Quey, Delphin (1895-1945)

1. Le témoin

Né le 13 octobre 1895 à Versoie (Savoie), près de Bourg-St. Maurice, vallée de la Tarentaise. Famille d’éleveurs et cultivateurs. Voisin et filleul de Maurice Marchand (voir ce nom). Mobilisé avec la classe 15. Son frère aîné Joseph a été tué le 10 septembre 1914.
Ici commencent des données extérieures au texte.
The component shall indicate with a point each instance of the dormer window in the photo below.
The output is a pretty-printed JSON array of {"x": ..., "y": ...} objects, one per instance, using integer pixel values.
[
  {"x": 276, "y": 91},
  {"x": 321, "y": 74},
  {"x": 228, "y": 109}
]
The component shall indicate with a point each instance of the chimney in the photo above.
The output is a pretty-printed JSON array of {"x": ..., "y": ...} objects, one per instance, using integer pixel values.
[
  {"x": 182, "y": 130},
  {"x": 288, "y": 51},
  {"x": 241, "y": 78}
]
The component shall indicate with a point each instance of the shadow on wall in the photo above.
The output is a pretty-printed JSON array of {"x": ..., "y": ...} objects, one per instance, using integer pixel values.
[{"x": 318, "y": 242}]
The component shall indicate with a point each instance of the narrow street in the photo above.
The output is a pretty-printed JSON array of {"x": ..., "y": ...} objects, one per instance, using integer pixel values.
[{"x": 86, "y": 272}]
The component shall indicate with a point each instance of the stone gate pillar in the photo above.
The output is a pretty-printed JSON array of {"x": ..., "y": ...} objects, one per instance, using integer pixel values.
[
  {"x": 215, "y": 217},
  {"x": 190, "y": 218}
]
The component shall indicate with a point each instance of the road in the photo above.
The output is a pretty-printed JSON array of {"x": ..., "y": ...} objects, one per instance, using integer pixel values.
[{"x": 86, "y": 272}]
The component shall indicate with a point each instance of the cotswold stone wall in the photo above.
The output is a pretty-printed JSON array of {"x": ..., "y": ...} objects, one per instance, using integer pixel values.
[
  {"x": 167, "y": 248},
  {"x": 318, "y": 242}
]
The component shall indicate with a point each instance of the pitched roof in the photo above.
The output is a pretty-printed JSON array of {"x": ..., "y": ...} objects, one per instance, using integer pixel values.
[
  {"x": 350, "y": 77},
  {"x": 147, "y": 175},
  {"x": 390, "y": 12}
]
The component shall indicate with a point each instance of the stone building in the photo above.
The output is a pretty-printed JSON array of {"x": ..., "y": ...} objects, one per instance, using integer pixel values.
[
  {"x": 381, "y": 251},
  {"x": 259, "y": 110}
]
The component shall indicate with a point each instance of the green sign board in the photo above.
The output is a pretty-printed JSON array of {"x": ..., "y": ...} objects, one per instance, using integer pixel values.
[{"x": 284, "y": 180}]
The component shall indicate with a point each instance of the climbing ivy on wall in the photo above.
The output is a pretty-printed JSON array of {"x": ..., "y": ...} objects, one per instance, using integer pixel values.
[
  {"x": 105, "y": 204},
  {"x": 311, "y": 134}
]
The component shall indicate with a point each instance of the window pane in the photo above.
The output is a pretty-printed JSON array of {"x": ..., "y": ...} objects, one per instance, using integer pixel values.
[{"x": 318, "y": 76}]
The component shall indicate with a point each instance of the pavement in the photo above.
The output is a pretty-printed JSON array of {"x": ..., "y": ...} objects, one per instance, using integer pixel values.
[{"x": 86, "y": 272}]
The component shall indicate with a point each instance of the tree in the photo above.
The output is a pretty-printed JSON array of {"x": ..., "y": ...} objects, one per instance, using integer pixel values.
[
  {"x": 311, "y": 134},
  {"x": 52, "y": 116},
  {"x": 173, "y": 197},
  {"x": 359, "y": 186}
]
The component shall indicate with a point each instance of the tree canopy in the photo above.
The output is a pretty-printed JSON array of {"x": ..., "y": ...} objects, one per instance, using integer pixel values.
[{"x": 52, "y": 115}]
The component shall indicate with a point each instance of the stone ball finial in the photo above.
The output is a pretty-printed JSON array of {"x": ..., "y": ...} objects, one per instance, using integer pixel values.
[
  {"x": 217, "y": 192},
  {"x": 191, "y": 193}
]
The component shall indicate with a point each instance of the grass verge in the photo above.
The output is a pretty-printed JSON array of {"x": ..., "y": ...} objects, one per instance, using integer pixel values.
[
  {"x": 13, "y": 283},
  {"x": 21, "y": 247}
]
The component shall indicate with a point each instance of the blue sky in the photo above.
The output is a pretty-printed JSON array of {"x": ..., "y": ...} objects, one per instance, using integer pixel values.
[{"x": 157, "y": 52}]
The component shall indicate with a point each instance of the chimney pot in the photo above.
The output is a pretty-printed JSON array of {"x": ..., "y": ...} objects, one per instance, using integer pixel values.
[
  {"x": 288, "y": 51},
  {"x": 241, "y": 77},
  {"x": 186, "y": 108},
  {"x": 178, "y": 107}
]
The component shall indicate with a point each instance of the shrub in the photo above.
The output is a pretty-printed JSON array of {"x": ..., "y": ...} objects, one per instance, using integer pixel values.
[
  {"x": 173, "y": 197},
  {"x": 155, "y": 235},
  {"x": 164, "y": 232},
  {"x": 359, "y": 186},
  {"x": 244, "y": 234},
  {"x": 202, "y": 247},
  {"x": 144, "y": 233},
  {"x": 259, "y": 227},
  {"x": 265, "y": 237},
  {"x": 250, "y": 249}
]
Après la guerre, il reprend ses activités du temps de paix. Marié en 1924. Mort le 20 août 1945.

2. Le témoignage

Claude et Jean-François Lovie ont acheté à Versoie la maison Quey et y ont retrouvé une collection de lettres du temps de la Grande Guerre, parmi lesquelles 201 de Delphin à ses parents ou à ses frères et sœurs (2 en 1914 ; 96 en 1915 ; 66 en 1916 ; 28 en 1917 ; 9 en 1918). Importante lacune d’avril à décembre 1917. Publiées dans Poilus savoyards (1913-1918), Chronique d’une famille de Tarentaise, 320 lettres présentées et annotées par Jacques Lovie, Montmélian, « Gens de Savoie », 1981, 247 p., illustrations. Le livre respecte avec raison le texte original, mais l’orthographe a été normalisée dans les citations choisies pour la présente notice.

3. Analyse

Après avoir fait ses classes, Delphin part sur le front dans les Vosges avec le 62e BCP. Il y reste du printemps 1915 au printemps 1917. Lors de l’offensive Nivelle, il se trouve près de Reims où il remplit les fonctions de colombophile, mais la lacune dans la correspondance ne permet pas d’en dire plus. Lors de l’ultime offensive alliée, il est près de Saint Quentin en octobre 1918.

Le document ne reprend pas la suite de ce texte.